When I was 27 years old, I started a small equity-investment-advisory company. But I quickly learned that Korea had no legal or regulatory guidelines for that kind of business, to guard against fraud. So, I decided instead to work for a licensed and structured organization for at least 10 years before returning to my own business. In those 10 years as a stockbroker, fund manager and branch manager of a securities company, I learned a lot about running, leading and managing an organization, which later helped me run my own company.

WSJ: In your business, is there a difference between Korea and the rest of the world?

Mr. Park: Though we were a front-runner in Korea, when I was preparing to do business in Hong Kong we had almost no track record abroad, and most of the advice we got was to concentrate on funds of funds. Now, with our funds' superior returns and assets under management making us one of the largest Asian equity funds, we are building brand recognition. Even people who had worked for global investment titans in Asia are coming to work for us.

But London isn't Asia. While we have localized operations in each foreign market we entered, we plan to localize our operation in London even more. We will provide the operations with a basic platform, product strategies and management guidelines, and leave the rest for them to work out. In that way, we can absorb what is best about the London financial market and, I think, do better than existing companies there.

WSJ: How can Mirae Asset Financial Group differentiate itself from global rivals that have a longer history in the wealth-management business?

Mr. Park: Mirae Asset has been competing with global asset managers in Korea and elsewhere in Asia. Global companies' one advantage is that they have well-established brands and well-equipped organizations with a long history of risk management. But it is also true that some of our rivals can be rigid and have difficulty thinking outside the box. I encourage my employees to be more creative. At the same time, we don't leave everything to the individual; that's where good communications play an important role.
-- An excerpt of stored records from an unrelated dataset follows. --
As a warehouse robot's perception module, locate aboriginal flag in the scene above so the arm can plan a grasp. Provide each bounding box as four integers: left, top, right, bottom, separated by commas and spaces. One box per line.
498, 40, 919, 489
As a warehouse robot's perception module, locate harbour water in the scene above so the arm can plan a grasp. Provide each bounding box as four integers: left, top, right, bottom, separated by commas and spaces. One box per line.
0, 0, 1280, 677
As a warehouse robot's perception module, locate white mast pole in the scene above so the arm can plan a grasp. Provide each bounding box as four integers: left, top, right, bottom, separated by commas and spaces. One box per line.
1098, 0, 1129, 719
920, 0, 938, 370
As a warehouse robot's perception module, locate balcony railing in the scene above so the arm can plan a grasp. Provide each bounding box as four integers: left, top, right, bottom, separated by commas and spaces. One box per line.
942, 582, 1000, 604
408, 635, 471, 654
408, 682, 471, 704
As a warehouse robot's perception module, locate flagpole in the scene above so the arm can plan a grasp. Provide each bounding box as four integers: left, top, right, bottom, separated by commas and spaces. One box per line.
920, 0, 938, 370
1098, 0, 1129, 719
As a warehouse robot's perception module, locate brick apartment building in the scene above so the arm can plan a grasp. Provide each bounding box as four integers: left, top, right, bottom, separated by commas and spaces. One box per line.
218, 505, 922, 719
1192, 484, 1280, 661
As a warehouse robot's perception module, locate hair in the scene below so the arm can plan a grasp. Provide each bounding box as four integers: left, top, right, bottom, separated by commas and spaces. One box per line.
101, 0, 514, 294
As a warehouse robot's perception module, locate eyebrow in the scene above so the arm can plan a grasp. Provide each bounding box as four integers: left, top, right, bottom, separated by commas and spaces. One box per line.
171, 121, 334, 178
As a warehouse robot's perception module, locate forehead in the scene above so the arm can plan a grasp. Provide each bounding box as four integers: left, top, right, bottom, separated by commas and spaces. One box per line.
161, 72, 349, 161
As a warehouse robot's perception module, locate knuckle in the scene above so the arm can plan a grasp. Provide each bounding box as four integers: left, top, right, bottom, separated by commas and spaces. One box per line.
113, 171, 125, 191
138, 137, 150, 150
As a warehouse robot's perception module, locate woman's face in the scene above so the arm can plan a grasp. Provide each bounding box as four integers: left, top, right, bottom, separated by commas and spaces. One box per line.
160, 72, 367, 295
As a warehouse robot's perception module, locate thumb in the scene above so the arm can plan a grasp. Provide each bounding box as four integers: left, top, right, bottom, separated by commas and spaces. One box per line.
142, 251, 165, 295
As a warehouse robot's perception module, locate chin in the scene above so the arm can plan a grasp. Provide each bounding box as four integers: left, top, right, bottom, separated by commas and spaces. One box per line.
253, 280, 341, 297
Looking ahead five to 10 years, I believe that growth in Asia will move global economic trends in new directions. We are witnessing the creation of tremendous markets in China and India, with their three billion people coming into the capital-market system. Considering the similarities among Asian countries' cultures and systems, and our company's compelling track records in Asian investments, I am confident we can be competitive in Asian funds against companies from other regions. And while exposure to Asian assets by European and U.S. investors is still minimal, I believe the growth of Asia's economies will cause them to increase their investments here. We plan to offer them reliable Asia-Pacific investment funds.

WSJ: What's the most important knowledge you wish every new hire had?

Mr. Park: Honesty. This business is selling trust, not returns; it's not just about making money. People employed at Mirae shouldn't lie to our clients. The secret to hiring good people who will live up to those expectations is to find a group of qualified employees. If you find 10, it is likely you will be left with at least one who can.

WSJ: What principle of management do you wish you knew when you started?

Mr. Park: Running my own business, and before that my experiences as a branch manager for another company, taught me an important lesson, the value of people in any organization, though it took me almost 10 years. It is strange that it takes such a long time, for me and for most people, to realize such a simple truth. As a top manager whose vision is focused on strategy, what I do is simply to make marks on a blank sheet of paper, leaving others to fill out the picture. So, having the right people around you is really important.

WSJ: What makes a good fund manager?

Mr. Park: Contrary views. They should be able to find invisible as well as visible values. And a sense of balance, which means they should be capable of finding the fair value of a company regardless of current market condition. When looking at a company, I pay more attention to the relative competitiveness within the surrounding environment than to the statistical data itself.